県は2008年の県内人口動態統計をまとめた。出生数は3年連続で1万人台を維持。1人の女性が生涯に産む子ども数を示す「合計特殊出生率」も8年ぶり1・5台になった。
県福祉保健企画課によると、08年の出生数は1万306人。合計特殊出生率は全国7位の1・53で、伸び率(0・06)は全国2位だった。しかし、10年連続で出生数より死亡数が上回る自然減が続いている。
平均初婚年齢は男性29・7歳、女性28・1歳で01年から毎年上昇が続いている。出生数を母親の年齢別で分けた場合、30~34歳が3695人(前年より55人増加)で最も多くなっている。周産期死亡(妊娠22週以後~生後1週未満)は52胎・人。出生数千人当たりの死亡率は5・0で全国平均(4・3)より高かった。

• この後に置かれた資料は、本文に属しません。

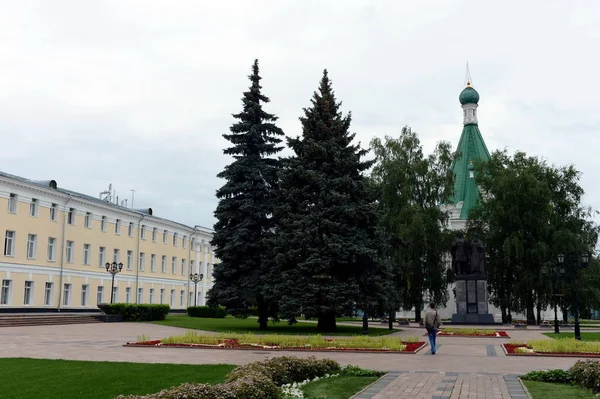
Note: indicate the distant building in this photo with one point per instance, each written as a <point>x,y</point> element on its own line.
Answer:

同課は出生数の増加について「07年の婚姻件数が多かったのが大きな要因」と説明。市町村が乳幼児医療費の助成枠を拡大したり、企業も仕事をしながら子育てできる環境を整えていることから「官民の少子化対策も一定の効果を上げつつある。今後も子育て環境を整えたい」と話している。
一方、05年に「総合周産期母子医療センター」(県立病院内)を設けるなどしてきたが、周産期死亡が増加したことについては「推移を見ながら検証していきたい」とした。